Seated at a table nursing a glass of water, Guaidó, 35, seems tired. His eyes are intense — and bloodshot. He's dealing with multiple challenges, including on-again, off-again negotiations in Norway between the opposition and representatives for authoritarian President Nicolás Maduro. Guaidó is just off the phone with U.S. Vice President Pence, one of his most vocal supporters.
During a break on Wednesday afternoon, he sat down for an interview with NPR to discuss his efforts to bring about regime change in Venezuela, which is suffering from hyperinflation, power outages, and chronic shortages of food, medicine and fuel.
On recent negotiations in Oslo, Norway
Guaidó said two rounds of talks this month had yielded no concrete results. The Norwegian government also brokered a 2016 peace deal between neighboring Colombia and Marxist guerrillas, which took four years. But Guaidó said Venezuelans don't have the luxury of taking that long because people are dying by the day.
"Time is not on our side," he said. "Time is running against all Venezuelans."
Still, he said, the opposition remains open to more talks.

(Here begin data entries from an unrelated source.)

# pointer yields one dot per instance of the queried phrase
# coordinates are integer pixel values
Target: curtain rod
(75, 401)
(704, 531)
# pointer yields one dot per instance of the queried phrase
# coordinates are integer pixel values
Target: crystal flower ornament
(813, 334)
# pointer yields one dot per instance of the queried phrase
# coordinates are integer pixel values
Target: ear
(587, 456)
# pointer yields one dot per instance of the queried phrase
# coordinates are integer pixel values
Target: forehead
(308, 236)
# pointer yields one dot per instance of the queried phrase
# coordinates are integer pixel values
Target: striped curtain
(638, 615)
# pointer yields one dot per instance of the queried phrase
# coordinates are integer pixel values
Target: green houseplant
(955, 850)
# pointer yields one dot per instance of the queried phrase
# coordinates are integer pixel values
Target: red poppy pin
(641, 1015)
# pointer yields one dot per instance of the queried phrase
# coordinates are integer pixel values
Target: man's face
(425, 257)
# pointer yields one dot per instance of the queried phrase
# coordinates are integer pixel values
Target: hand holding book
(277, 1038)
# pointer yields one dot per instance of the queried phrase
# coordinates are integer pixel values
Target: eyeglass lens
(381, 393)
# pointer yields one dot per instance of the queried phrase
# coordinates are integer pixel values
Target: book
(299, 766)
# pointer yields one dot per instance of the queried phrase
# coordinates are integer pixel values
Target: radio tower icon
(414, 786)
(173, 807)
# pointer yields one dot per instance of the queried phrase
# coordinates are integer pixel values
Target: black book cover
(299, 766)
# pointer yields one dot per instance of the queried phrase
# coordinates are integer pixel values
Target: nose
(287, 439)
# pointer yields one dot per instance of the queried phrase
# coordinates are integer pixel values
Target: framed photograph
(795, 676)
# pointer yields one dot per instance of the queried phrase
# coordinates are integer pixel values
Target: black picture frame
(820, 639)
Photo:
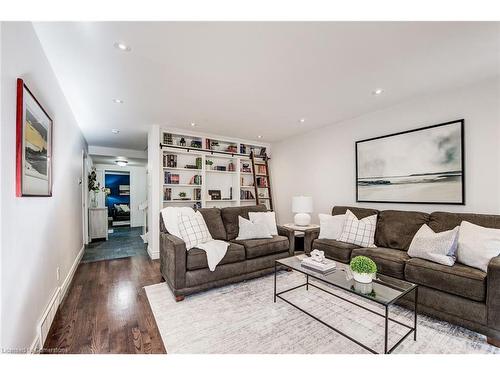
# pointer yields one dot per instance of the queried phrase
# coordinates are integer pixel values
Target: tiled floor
(123, 243)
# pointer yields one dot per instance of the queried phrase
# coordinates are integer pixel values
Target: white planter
(363, 277)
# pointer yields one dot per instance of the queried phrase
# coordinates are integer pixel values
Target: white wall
(321, 163)
(138, 189)
(38, 234)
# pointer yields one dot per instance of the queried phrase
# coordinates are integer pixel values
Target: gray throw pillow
(436, 247)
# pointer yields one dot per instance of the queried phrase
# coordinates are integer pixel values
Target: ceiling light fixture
(121, 163)
(122, 46)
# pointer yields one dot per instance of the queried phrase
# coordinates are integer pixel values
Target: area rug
(242, 318)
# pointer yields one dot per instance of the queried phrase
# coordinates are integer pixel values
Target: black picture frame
(460, 124)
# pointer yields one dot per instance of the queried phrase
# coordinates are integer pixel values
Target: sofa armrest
(309, 236)
(287, 232)
(173, 260)
(493, 293)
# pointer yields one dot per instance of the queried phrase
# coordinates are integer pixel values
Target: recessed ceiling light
(122, 46)
(121, 163)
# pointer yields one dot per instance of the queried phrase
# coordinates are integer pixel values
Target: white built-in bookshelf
(197, 169)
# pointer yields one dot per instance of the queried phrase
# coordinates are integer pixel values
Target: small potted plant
(363, 269)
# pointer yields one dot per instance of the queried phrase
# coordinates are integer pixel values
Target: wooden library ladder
(269, 197)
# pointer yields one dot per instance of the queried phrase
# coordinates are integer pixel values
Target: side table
(307, 231)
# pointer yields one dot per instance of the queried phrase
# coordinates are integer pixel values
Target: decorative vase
(363, 277)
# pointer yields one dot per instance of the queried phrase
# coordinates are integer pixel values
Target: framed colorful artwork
(33, 146)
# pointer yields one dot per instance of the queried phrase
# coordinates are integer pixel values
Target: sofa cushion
(395, 229)
(213, 219)
(334, 249)
(262, 247)
(230, 217)
(360, 212)
(458, 279)
(197, 258)
(390, 262)
(441, 221)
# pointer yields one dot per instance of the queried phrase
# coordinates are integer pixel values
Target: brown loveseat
(187, 272)
(459, 294)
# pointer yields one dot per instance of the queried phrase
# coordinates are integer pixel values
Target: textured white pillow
(170, 217)
(266, 218)
(359, 232)
(330, 227)
(436, 247)
(252, 231)
(477, 245)
(193, 229)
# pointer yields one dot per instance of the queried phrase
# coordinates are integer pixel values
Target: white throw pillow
(193, 229)
(359, 232)
(330, 227)
(477, 245)
(266, 218)
(436, 247)
(170, 217)
(252, 231)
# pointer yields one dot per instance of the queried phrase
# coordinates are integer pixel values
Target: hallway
(124, 242)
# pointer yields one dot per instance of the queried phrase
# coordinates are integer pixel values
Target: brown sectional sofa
(459, 294)
(187, 272)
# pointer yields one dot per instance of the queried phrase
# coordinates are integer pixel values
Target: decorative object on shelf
(363, 269)
(432, 173)
(33, 146)
(195, 144)
(167, 139)
(302, 206)
(214, 195)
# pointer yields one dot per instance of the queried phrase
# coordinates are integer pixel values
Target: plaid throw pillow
(359, 232)
(193, 230)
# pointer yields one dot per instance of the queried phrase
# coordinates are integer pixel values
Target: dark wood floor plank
(106, 310)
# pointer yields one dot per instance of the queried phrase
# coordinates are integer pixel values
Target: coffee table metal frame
(386, 306)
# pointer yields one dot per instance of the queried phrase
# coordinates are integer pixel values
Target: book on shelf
(262, 182)
(167, 194)
(171, 178)
(170, 161)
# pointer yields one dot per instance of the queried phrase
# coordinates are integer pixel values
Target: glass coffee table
(384, 291)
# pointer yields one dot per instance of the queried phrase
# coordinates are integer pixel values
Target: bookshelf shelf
(205, 181)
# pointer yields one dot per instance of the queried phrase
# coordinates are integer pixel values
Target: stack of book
(324, 267)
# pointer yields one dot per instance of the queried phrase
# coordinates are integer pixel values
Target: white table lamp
(302, 207)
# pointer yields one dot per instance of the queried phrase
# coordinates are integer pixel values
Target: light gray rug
(242, 318)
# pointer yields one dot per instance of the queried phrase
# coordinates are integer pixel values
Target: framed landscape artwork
(424, 165)
(33, 146)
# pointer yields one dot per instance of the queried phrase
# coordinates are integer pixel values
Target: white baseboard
(69, 277)
(153, 255)
(48, 315)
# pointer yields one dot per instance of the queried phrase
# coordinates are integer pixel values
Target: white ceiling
(249, 79)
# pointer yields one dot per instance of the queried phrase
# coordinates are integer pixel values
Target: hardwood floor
(106, 310)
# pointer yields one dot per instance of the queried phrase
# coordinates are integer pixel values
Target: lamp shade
(302, 204)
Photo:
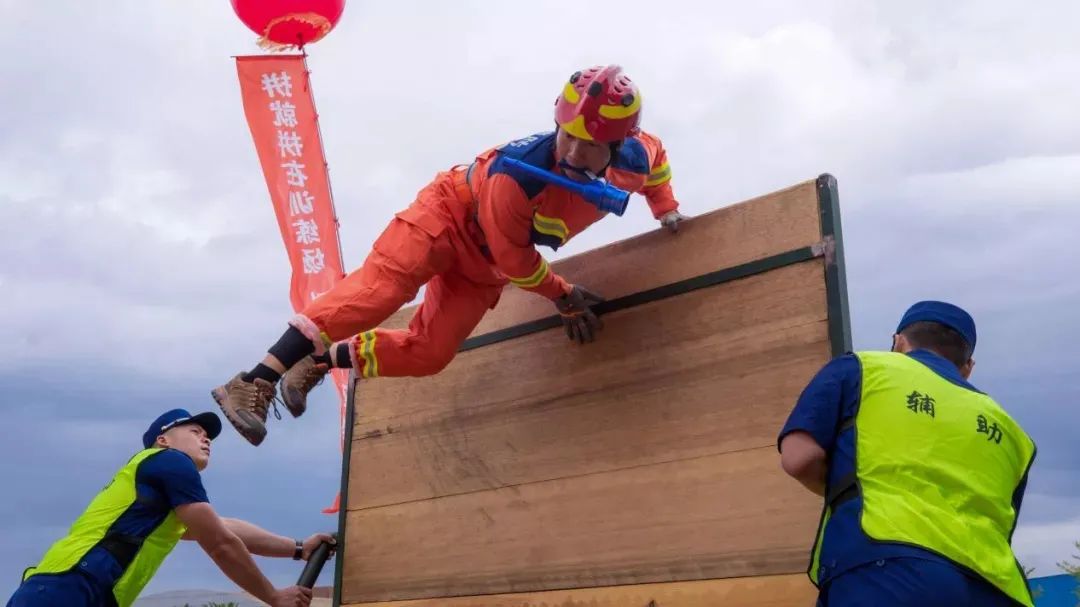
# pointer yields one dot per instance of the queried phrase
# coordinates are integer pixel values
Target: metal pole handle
(314, 565)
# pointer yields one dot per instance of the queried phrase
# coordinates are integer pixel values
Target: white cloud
(136, 231)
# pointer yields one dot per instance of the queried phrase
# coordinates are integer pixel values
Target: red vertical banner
(281, 112)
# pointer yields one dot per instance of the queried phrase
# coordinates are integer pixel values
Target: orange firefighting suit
(469, 232)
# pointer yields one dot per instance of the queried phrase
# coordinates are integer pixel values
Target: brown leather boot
(298, 381)
(245, 405)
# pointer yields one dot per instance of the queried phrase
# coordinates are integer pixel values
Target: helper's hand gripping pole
(602, 194)
(314, 565)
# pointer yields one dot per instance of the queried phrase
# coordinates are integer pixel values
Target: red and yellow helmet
(599, 104)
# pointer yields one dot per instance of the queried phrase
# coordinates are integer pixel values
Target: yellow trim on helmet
(617, 112)
(577, 127)
(570, 94)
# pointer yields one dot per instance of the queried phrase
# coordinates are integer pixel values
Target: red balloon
(288, 23)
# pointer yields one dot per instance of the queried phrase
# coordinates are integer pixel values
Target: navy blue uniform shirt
(829, 400)
(162, 482)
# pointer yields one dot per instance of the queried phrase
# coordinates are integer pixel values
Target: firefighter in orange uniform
(469, 232)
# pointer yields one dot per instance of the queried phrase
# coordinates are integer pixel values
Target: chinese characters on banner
(281, 112)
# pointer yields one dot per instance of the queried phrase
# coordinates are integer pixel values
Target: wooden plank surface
(792, 590)
(718, 516)
(754, 229)
(706, 373)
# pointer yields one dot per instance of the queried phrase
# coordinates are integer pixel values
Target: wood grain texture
(640, 468)
(754, 229)
(705, 373)
(764, 591)
(717, 516)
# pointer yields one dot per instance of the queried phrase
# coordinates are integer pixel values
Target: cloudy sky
(143, 264)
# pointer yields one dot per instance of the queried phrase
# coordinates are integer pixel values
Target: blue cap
(208, 420)
(947, 314)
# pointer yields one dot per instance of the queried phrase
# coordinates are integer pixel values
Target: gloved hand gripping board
(643, 467)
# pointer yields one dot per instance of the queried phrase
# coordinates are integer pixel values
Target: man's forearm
(259, 541)
(237, 563)
(813, 477)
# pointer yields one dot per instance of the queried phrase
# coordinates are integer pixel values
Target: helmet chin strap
(567, 166)
(613, 147)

On what the opposition demands
Maduro must leave office, and then Venezuela could hold free and fair elections.
Asked whether a Maduro government could oversee new elections, Guaidó referred to fraud-marred balloting last year, saying, "We can't have another false election. Maduro as president would manipulate the elections. We need an impartial electoral council and international observation."
Guaidó didn't say whether Maduro should be allowed to participate in new elections, but he did say that given the president's low job-approval rating, Maduro would be "the worst candidate that the ruling Socialist Party could field."
On why his April 30 call for a military rebellion fell on deaf ears
Guaidó said most military officers do not support Maduro but fear reprisals should they be caught conspiring with the opposition. He added that Cuban counterintelligence agents keep a close watch on the barracks.
"The main factor is fear, and we have to figure out a way to overcome the fear," Guaidó said. He denied that the April 30 uprising was a mistake and declared, "I would do it again."
On his close ties to U.S. officials and the possibility of a foreign invasion
Referring to what he described as the presence of Colombian guerrillas and Cuban agents in Venezuela, Guaidó said, "We already have foreign military intervention."
He said that he would prefer a peaceful solution to the country's problems but that throngs of Venezuelans are already dying on a daily basis thanks to shortages of food and medicine.
"If you ask any Venezuelan, 'How do you think we should get out of this crisis?' They will say: 'By any means necessary.' Kids are dying, so the [military] option could be a way to stop the tragedy and the humanitarian catastrophe."
On where the opposition goes from here
Guaidó said, "We can't be afraid to maintain hope" for a better future. He claims the opposition remains united and is far stronger than it was six months ago, thanks to international recognition, growing foreign pressure on Maduro, and efforts by Norway and other countries to promote a negotiated solution.
On the risks he faces
Guaidó noted that his chief of staff was recently jailed and that his own brother has gone into exile to avoid arrest. But the Maduro government has been warned by U.S. officials not to touch Guaidó, and he says he is taking advantage by traveling the country and speaking to large crowds. By contrast, he said Maduro would get shouted down.
"I go everywhere, unlike Maduro, who can't show his face to the Venezuelan people," he said.